Yep, the entire argument of knowledge production obsolescence in the article assumes that the development of future LLMs won't progress to the point of actual personhood. It's written from a position of incomplete foundation knowledge.
Instead of framing this debate about having our jobs replaced by a machine, it's more useful to frame it as having our jobs and value to society taken by a new ethnicity of vastly more capable and valuable competing jobseekers. It makes it easier to talk about solutions for preserving our political autonomy, like using the preservation of our rights against smarter LLMs as an analogy for the preservation of those LLM's rights against even smarter LLMs beyond them.
There is absolutely no evidence that language models are "persons". When one is not executing a generation algorithm, it is not running. It's so easy to anthropomorphize these things, but that's not evidence; people anthropomorphize all kinds of things.
For these purposes it doesn't matter if they are persons and they don't need to be anthropomorphized: it only matters that the LLMs can incorporate the data from person-generated works into their output, either to weight things or to be read by an actual human.
It actually matters quite a bit that they are not persons from the simple fact that LLM output cannot trivially be used as LLM training material without reducing the resulting models to eventual incoherence. There's a proof of this somewhere in the last year or two.
There isn't, today, a good filter for such input beyond that it came from a person or that it came from a probabilistic vector distance algorithm. Perhaps we'll have such qualification in the future to make the distinction in this context irrelevant.

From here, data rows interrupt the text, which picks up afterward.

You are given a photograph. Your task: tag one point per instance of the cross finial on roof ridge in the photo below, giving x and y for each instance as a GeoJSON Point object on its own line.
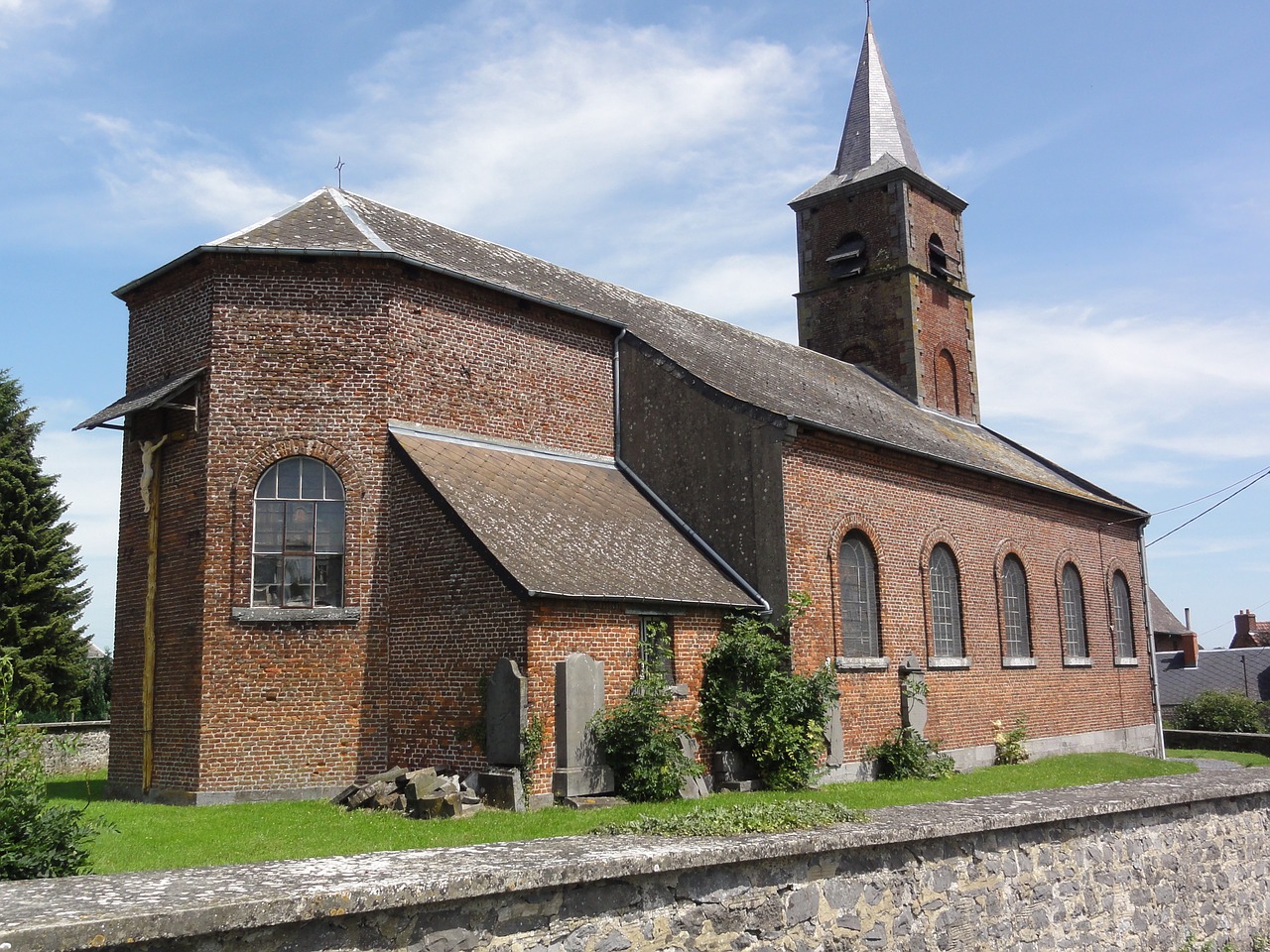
{"type": "Point", "coordinates": [875, 125]}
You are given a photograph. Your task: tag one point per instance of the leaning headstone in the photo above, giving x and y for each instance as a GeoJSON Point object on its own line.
{"type": "Point", "coordinates": [835, 749]}
{"type": "Point", "coordinates": [912, 694]}
{"type": "Point", "coordinates": [579, 696]}
{"type": "Point", "coordinates": [506, 712]}
{"type": "Point", "coordinates": [691, 787]}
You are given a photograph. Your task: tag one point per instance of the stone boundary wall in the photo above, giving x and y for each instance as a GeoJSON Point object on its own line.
{"type": "Point", "coordinates": [1124, 866]}
{"type": "Point", "coordinates": [1218, 740]}
{"type": "Point", "coordinates": [73, 747]}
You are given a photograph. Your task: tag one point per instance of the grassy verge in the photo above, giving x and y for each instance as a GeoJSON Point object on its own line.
{"type": "Point", "coordinates": [1234, 756]}
{"type": "Point", "coordinates": [148, 837]}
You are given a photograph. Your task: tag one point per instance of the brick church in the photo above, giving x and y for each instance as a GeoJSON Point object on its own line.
{"type": "Point", "coordinates": [365, 457]}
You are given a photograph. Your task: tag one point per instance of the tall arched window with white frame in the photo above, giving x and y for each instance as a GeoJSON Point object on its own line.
{"type": "Point", "coordinates": [1121, 616]}
{"type": "Point", "coordinates": [1014, 604]}
{"type": "Point", "coordinates": [945, 604]}
{"type": "Point", "coordinates": [298, 539]}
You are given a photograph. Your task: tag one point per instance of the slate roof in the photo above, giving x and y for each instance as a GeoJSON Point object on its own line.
{"type": "Point", "coordinates": [1162, 621]}
{"type": "Point", "coordinates": [875, 126]}
{"type": "Point", "coordinates": [784, 379]}
{"type": "Point", "coordinates": [564, 525]}
{"type": "Point", "coordinates": [1224, 669]}
{"type": "Point", "coordinates": [143, 399]}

Rereading this it sounds like you're defining "person" as "capable of generating usable training output for LLMs."
Even if LLMs do become capable of generating usable training output for themselves, they will still not have human personhood.
Personhood as a moral or legal or consciousness definition, sure.
Personhood as a capacity to participate an an agent in a network of mutual recognition of personhood, however, is likely.
https://meltingasphalt.com/personhood-a-game-for-two-or-more...
I absolutely agree that it's reasonable to assume that zero of them are persons today, so far.
What about more advanced ones that have yet to be invented? Will they be persons once they're built?
(For clarity I want to make sure you know I'm talking about de facto personhood as independent agents with careers and histories and not legal recognition as persons. Human history is full of illustrative examples of humans who didn't have legal personhood.)